If there was ever a television market in CEE keen to make up for lost time, it has to be Serbia.
This week’s Belgrade Business Breakfast, organised jointly by Broadband TV News and Telenor Satellite Broadcasting (TSB), provided a good general overview of the Serbian marketplace.
One of the first points it brought to our attention was that two of Serbia’s leading companies – Serbia Broadband (SBB) and Telekom Srbija – are in fact also increasingly important regional players. While the former distributes the DTH service TotalTV in Slovenia, the latter has fixed and mobile interests in both Montenegro and Bosnia & Herzegovina.

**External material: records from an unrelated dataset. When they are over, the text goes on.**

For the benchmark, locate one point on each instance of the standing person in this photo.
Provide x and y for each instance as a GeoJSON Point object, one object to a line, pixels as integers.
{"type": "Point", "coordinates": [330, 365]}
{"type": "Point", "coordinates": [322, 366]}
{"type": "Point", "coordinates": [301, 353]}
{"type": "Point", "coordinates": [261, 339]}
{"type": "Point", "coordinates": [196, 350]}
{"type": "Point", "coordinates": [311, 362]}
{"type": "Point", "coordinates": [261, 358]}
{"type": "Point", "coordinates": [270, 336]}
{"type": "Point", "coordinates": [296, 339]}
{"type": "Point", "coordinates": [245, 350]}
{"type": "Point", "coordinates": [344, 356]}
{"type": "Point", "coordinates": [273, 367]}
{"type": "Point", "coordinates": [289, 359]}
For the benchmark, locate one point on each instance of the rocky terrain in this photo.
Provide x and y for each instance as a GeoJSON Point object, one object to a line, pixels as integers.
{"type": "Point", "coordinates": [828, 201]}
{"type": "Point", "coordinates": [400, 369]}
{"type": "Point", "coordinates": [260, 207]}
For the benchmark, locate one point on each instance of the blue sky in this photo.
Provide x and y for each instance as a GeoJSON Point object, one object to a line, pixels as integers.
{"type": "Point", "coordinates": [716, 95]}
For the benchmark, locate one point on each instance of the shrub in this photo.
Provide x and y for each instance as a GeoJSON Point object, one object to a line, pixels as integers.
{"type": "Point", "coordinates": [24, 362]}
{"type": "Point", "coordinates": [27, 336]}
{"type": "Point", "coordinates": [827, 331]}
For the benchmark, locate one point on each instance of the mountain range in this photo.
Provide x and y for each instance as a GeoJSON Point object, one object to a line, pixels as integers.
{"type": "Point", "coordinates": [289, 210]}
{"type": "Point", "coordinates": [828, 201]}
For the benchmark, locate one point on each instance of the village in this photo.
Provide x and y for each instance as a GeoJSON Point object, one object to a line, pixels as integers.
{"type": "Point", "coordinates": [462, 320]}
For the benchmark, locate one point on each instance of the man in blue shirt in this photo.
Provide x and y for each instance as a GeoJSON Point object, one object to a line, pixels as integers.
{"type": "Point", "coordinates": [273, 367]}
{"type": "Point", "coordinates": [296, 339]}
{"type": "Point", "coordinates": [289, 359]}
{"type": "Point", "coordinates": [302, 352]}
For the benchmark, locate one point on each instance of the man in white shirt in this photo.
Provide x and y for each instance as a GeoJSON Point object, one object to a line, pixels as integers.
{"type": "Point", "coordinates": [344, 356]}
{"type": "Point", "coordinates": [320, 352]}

However, the emphasis at the Business Breakfast was certainly on matters local. IPTV, one of the main topics of debate, is a relative newcomer in Serbia, with Telekom Srbija having launched a trial service in mid-October, ahead of a full debut next month. Yet while the telco’s plans for its Open IPTV platform are highly ambitious, success is far from guaranteed.

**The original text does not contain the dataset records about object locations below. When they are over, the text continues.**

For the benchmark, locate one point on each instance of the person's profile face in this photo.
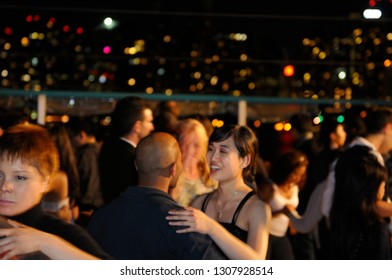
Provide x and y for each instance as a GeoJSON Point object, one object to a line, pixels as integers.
{"type": "Point", "coordinates": [21, 187]}
{"type": "Point", "coordinates": [147, 125]}
{"type": "Point", "coordinates": [178, 170]}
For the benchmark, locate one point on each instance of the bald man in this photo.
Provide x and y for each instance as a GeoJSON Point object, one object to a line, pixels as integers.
{"type": "Point", "coordinates": [133, 226]}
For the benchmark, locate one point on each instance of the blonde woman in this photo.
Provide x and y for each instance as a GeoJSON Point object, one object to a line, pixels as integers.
{"type": "Point", "coordinates": [195, 177]}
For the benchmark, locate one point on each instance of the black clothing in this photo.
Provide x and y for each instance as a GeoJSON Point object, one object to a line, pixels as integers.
{"type": "Point", "coordinates": [134, 227]}
{"type": "Point", "coordinates": [232, 227]}
{"type": "Point", "coordinates": [87, 159]}
{"type": "Point", "coordinates": [116, 167]}
{"type": "Point", "coordinates": [74, 234]}
{"type": "Point", "coordinates": [371, 244]}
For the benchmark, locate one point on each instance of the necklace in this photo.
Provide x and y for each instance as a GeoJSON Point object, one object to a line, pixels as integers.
{"type": "Point", "coordinates": [220, 208]}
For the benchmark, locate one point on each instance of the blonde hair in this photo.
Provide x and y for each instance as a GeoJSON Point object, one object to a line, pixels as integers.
{"type": "Point", "coordinates": [32, 144]}
{"type": "Point", "coordinates": [187, 126]}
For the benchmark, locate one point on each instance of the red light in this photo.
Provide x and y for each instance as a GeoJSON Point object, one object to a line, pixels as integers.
{"type": "Point", "coordinates": [8, 31]}
{"type": "Point", "coordinates": [288, 70]}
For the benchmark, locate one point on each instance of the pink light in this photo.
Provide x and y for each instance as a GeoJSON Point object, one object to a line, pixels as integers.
{"type": "Point", "coordinates": [8, 30]}
{"type": "Point", "coordinates": [79, 30]}
{"type": "Point", "coordinates": [66, 28]}
{"type": "Point", "coordinates": [29, 18]}
{"type": "Point", "coordinates": [107, 50]}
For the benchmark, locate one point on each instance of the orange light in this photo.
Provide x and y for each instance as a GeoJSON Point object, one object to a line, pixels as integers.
{"type": "Point", "coordinates": [288, 70]}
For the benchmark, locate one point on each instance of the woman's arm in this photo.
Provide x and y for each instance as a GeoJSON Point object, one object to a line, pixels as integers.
{"type": "Point", "coordinates": [256, 249]}
{"type": "Point", "coordinates": [309, 220]}
{"type": "Point", "coordinates": [21, 239]}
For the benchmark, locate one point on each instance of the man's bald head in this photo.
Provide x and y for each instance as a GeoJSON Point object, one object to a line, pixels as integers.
{"type": "Point", "coordinates": [156, 153]}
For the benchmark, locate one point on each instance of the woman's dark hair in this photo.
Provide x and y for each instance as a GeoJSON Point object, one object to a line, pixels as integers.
{"type": "Point", "coordinates": [285, 164]}
{"type": "Point", "coordinates": [358, 176]}
{"type": "Point", "coordinates": [246, 143]}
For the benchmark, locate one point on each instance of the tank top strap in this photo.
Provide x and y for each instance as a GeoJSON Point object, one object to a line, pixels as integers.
{"type": "Point", "coordinates": [205, 201]}
{"type": "Point", "coordinates": [239, 207]}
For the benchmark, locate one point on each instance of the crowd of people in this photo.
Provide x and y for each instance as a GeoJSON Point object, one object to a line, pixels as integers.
{"type": "Point", "coordinates": [161, 185]}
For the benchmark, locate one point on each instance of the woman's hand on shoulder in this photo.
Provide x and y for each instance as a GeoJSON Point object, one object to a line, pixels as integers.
{"type": "Point", "coordinates": [190, 220]}
{"type": "Point", "coordinates": [20, 239]}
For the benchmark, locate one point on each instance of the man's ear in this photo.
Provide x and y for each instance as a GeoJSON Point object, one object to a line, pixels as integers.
{"type": "Point", "coordinates": [246, 161]}
{"type": "Point", "coordinates": [45, 185]}
{"type": "Point", "coordinates": [173, 169]}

Indeed, predicting how IPTV will perform in any given market is no easy matter. Who, for instance, would have expected Russia, the Czech Republic and Slovenia to emerge as CEE’s leading markets and Poland and Hungary to fail abjectly? There are certainly lessons to be learnt by the incumbent Serbian telco from other markets, and in particular former Yugoslav countries such as Slovenia and Croatia.
The transition to digital broadcasting is meanwhile very much in its early stages in Serbia. However, according to Milan Jankovic, the executive director of the Republic Telecommunications Agency (RATEL), one of the main regulatory bodies, a strategy should finally be in place in the next two to three months. There certainly seems a desire by all parties concerned to fix the ASO date much sooner than the currently quoted 2015.
In the meantime, the public broadcaster RTS is making all the running, undertaking DTT trials and now also launching a thematic digital channel.
While Serbia boasts a large cable market – according to RATEL, the total number of homes receiving services stood at 671,000 in 2007 – growth in the DTH sector appears to be slowing. Even so, Marcel Popa, the general manager of Digi Sat SRB, predicted that Digi TV, which competes head-to-head with SBB’s TotalTV, would end this year with 100,000 subscribers.
Serbia is clearly a market to watch, and despite the global economic crisis can look forward to a promising future.